Rohini Bhajibhakare was nine years old when she saw her father struggling to receive benefits that the government had announced for farmers. The agriculturalist from Solapur district in Maharashtra was running from pillar to post to get documents signed, when Rohini asked him, “Who is responsible for ensuring you get what is due to you?”
Her father, she recalls, immediately said it was the district collector.
Twenty three years later, Rohini, an IAS officer, has become the first woman collector of Salem district in Tamil Nadu. The district has had 170 collectors from 1790, but not a single woman.
"Seeing the difficulty my father faced inspired me to become a government servant and focus on public service," she tells TNM.
The 32-year-old has been appointed in place of V Sampath, who was transferred and posted as the Director of Social Security Schemes on August 25.
Earlier, Rohini was the Additional Collector (Development) and Project Officer for the District Rural Development Agency (DRDA) for Madurai district. She is married to IPS officer Vijyendra Bidari.

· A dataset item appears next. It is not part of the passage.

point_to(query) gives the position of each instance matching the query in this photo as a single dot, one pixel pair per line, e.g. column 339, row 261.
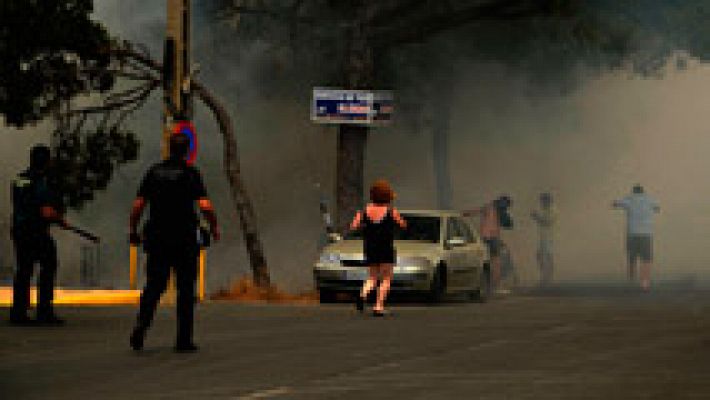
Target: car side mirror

"I studied in a government school and did my engineering in a government college," says the Collector, who wrote and cleared the civil services exam with no private coaching.
"The experience has led me to believe that our government schools have good teachers but are lacking in terms of infrastructure," she says. "That is something I will be addressing in Salem as well," she adds.
Sanitation and health are two pressing issues that she will first have to deal with. "With the threat of dengue apparent, there is a need for additional focus on sanitation. That will be my first priority," she explains. "The desilting of lakes, which is a flagship project of the Government of Tamil Nadu will also be overseen," she adds.
But has the current political climate made it difficult to carry out schemes that she has in mind?
The collector pauses to gather her thoughts for a few seconds before saying, “We get all the required support from the state government.”
Being the first woman collector of the district also comes with its own set of responsibilities. "I see this as a sign of women empowerment and believe people can relate to me and what this stands for. It is important that women are made part of the decision making process at the highest levels," she explains.
Along with her administrative capabilities, Rohini has also honed her spoken language and speaks Tamil in a Madurai dialect. "I have been practicing from 2009 and believe there will be no language gap," she laughs.
As for her father, he is a proud 65-year-old self-made man now, says Rohini. "His advice to me when I told him I had become a collector was to make sure that I always put people first," she says.